On Sunday morning, all the teams presented their ideas, after which Lynchburg was announced as the winner.
“The Lynchburg team showed that they had really listened to their family caregiver when they formulated their idea for the tech-based tool,” Johnson said. “Their app is going to be helpful for caregivers, making sure they take care of themselves.”
The judges also liked the app’s potential as an easy-to-use, off-the-shelf solution. “It was very comprehensive, and they had done the work to make it a product that could be very close to going to market already,” Johnson said.

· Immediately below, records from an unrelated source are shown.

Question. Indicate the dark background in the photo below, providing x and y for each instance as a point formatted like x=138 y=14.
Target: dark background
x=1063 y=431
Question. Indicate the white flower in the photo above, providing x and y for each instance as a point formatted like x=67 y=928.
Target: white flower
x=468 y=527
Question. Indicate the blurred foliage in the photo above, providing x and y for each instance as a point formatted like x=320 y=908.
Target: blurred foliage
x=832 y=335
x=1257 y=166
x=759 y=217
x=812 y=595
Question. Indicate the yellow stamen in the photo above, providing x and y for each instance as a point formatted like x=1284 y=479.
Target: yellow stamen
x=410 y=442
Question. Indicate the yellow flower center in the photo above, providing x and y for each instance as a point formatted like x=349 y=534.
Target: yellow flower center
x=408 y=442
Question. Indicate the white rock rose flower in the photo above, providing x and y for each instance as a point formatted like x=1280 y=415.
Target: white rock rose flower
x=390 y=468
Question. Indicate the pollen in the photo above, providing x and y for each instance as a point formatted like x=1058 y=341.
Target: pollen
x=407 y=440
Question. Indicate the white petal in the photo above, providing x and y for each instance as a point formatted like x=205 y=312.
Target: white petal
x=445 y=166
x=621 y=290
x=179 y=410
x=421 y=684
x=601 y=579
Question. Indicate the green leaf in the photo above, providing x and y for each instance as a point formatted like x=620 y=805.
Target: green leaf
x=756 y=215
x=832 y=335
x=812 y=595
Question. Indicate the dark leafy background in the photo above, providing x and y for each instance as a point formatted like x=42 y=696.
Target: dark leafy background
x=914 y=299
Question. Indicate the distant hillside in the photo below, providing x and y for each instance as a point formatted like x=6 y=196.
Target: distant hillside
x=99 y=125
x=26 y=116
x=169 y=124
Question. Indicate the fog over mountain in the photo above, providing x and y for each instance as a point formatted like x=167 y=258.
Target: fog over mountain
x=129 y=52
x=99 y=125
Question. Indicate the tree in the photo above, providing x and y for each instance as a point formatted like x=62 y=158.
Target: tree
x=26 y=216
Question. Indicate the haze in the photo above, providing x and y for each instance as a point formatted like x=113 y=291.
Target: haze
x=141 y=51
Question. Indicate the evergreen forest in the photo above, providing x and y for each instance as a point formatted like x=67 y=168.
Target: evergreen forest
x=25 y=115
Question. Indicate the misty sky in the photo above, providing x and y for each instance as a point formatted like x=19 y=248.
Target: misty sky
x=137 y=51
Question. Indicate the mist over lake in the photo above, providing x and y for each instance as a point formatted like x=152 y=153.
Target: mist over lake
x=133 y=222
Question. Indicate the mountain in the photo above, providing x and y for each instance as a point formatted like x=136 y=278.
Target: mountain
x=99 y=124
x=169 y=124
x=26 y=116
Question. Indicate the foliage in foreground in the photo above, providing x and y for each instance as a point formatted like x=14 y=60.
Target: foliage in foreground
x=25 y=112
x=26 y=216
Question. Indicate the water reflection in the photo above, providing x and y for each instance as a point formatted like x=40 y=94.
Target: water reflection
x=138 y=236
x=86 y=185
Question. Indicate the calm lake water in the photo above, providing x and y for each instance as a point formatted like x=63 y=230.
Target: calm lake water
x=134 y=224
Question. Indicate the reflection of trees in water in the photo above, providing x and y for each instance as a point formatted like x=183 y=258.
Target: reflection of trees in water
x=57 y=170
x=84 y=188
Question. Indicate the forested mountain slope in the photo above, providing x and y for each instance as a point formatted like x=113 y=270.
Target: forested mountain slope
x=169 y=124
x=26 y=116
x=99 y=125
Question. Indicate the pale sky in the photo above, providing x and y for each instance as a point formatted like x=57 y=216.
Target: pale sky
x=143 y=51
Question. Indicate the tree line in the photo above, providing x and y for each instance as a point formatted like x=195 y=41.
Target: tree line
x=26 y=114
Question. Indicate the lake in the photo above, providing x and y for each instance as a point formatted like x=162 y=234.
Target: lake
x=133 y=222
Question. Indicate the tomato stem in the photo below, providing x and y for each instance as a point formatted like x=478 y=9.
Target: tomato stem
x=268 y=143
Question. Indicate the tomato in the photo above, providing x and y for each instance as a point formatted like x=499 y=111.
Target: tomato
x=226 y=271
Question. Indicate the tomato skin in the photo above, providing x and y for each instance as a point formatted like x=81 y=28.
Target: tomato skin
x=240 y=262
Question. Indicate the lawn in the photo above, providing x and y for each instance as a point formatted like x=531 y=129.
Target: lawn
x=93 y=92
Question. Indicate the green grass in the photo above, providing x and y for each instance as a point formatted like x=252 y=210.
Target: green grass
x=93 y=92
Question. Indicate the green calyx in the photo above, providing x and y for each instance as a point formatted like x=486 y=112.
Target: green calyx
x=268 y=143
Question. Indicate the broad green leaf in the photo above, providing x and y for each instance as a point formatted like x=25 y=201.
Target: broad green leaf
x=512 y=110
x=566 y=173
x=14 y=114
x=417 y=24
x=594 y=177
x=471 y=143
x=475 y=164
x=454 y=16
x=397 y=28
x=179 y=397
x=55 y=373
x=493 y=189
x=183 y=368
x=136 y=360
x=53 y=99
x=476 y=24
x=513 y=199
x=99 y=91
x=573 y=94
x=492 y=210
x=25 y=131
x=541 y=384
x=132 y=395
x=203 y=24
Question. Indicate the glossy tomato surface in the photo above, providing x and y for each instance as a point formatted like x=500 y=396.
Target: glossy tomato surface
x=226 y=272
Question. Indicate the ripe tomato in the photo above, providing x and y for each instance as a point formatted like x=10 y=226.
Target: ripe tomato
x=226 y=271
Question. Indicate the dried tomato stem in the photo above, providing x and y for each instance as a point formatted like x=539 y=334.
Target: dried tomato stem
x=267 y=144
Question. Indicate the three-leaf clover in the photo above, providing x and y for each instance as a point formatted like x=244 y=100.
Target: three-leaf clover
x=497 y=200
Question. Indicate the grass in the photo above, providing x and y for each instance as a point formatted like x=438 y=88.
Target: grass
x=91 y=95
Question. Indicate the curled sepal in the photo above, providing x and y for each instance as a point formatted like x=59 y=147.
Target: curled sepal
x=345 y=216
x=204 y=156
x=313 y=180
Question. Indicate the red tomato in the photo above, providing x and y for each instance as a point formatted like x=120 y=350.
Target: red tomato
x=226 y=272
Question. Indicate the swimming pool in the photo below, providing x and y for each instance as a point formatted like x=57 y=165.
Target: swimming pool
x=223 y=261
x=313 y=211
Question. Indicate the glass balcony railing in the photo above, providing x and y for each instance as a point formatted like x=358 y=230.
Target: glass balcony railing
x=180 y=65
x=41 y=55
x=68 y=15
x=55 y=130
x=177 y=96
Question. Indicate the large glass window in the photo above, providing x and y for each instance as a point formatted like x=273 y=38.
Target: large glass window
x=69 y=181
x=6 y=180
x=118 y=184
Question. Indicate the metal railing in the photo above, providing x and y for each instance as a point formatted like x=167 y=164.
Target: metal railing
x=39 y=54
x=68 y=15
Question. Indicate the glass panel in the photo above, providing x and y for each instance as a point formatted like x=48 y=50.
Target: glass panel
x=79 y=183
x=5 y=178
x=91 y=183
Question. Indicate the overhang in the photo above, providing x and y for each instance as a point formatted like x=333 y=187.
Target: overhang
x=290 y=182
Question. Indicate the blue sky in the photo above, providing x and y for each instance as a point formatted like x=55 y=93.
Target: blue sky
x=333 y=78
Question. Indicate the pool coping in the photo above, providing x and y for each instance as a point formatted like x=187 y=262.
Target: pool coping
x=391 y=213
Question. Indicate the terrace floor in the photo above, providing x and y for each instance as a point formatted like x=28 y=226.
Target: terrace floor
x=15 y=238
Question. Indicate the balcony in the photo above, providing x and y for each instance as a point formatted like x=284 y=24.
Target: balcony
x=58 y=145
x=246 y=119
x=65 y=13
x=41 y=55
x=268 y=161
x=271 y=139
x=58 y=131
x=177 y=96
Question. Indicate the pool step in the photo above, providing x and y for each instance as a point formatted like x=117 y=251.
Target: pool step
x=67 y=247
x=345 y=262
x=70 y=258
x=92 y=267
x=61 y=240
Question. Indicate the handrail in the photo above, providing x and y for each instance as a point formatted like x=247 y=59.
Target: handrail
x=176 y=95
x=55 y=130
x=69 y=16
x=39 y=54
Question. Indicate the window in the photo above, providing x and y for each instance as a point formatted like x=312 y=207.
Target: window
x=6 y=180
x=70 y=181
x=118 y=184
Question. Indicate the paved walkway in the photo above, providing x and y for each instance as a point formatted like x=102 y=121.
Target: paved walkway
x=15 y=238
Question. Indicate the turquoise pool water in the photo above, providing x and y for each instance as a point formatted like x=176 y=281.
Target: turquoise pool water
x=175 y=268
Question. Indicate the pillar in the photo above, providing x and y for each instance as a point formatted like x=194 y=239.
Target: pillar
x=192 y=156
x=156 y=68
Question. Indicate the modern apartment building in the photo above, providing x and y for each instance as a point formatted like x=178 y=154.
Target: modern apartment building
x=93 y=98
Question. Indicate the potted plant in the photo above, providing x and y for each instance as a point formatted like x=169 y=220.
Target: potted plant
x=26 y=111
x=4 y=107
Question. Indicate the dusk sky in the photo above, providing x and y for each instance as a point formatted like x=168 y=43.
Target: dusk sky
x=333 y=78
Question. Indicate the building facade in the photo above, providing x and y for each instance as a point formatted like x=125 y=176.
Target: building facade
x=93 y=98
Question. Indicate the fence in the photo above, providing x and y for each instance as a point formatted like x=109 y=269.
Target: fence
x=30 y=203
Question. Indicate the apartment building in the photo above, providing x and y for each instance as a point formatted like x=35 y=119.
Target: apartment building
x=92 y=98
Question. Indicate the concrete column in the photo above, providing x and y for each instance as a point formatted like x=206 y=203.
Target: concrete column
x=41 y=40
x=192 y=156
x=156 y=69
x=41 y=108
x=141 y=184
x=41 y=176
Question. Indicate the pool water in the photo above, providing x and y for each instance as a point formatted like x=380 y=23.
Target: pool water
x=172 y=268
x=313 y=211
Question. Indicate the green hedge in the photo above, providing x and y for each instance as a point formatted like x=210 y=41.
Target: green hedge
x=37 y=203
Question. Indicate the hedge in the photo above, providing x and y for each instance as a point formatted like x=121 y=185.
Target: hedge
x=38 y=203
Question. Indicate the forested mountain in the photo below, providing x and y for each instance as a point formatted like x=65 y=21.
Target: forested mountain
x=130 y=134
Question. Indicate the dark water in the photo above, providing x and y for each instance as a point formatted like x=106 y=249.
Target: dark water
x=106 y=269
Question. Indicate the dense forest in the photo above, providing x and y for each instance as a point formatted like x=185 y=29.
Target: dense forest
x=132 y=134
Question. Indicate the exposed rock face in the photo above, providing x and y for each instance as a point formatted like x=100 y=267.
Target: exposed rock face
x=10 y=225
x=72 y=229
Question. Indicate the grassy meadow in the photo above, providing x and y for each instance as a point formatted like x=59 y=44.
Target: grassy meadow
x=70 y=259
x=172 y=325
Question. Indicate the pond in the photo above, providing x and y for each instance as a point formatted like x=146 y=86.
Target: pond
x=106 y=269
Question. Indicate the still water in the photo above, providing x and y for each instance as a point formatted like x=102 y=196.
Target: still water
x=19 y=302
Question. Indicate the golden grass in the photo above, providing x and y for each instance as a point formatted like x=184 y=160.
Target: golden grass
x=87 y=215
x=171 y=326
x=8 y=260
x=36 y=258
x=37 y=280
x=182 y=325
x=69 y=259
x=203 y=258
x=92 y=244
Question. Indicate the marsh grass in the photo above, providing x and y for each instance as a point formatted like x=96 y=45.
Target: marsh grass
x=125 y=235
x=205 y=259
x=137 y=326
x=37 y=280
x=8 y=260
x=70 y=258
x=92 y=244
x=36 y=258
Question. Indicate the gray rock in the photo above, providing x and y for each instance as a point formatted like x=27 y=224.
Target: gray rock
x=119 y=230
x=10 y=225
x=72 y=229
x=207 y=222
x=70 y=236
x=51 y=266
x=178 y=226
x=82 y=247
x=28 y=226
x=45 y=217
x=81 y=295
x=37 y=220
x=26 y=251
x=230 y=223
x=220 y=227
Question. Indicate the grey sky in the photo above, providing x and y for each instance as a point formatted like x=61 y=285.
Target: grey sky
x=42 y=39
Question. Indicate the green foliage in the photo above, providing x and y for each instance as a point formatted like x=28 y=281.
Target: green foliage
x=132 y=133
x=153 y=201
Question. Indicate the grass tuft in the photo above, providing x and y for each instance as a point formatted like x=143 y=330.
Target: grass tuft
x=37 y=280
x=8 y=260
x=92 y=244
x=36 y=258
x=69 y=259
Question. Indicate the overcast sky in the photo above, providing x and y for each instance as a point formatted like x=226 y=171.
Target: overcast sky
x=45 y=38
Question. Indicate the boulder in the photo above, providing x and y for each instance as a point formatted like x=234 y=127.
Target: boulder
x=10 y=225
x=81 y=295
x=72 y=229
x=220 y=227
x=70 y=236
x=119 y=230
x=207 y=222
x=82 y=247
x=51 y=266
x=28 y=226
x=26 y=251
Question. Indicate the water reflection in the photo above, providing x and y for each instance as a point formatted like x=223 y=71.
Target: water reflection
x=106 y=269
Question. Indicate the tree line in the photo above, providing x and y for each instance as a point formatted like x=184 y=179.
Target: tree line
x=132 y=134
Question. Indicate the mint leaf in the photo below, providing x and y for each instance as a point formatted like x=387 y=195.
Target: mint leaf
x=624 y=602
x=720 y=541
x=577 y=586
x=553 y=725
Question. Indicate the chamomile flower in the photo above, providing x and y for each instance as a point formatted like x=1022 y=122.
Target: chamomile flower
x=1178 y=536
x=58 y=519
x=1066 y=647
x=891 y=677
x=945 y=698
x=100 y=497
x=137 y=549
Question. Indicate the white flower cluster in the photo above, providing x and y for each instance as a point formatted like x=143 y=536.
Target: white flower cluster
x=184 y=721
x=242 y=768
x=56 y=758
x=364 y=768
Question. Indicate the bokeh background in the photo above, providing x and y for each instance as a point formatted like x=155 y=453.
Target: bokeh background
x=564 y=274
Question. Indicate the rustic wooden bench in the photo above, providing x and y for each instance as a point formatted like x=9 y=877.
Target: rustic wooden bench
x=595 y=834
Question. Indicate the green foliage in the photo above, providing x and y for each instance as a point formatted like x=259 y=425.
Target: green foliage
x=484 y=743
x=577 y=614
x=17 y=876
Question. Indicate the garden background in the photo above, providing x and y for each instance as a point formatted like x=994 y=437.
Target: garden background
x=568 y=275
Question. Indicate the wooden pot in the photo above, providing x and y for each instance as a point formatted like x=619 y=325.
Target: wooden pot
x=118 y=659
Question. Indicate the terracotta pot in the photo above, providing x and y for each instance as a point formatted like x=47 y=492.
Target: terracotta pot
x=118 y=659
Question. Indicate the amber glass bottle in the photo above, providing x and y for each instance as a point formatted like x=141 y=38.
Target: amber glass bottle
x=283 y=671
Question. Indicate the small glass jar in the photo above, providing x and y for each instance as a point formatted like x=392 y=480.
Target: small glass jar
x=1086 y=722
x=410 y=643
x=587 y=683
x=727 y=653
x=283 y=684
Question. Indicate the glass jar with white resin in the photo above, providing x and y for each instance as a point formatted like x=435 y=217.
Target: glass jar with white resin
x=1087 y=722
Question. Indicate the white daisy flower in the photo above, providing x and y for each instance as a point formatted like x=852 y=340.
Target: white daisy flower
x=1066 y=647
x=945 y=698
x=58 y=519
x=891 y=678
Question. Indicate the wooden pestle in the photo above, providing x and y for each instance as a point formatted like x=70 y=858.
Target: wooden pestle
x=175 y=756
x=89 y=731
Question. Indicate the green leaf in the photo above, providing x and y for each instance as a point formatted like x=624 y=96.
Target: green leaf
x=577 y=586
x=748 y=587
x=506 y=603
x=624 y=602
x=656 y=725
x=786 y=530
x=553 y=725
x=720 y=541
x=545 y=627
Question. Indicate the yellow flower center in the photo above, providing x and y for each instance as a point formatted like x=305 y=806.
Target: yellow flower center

The team won a $5,000 cash award that had been announced before the competition. However, the sponsors threw in two bonuses: another $5,000 the team can use as seed money to develop and deploy the app, 10 hours of legal consultation related to the app, donated by the Richmond law firm LeClair Ryan, and an invitation to UnitedHealthcare’s Innovation Center in Washington, D.C., where the team members can meet with leaders in health care innovation.
“It felt amazing to win,” Moore said. “Words cannot describe how it felt. The most rewarding feeling was that we got to help a caregiver, and hopefully we will help many caregivers in the future.”
In addition to Moore, University of Lynchburg team members included Sidney Michaux ’19, Kelsey Kaiser ’20, Karel Bemis, Jacob Sharp ’19, and Antonia Charles ’14, ’18 MEd, ’18 EdD.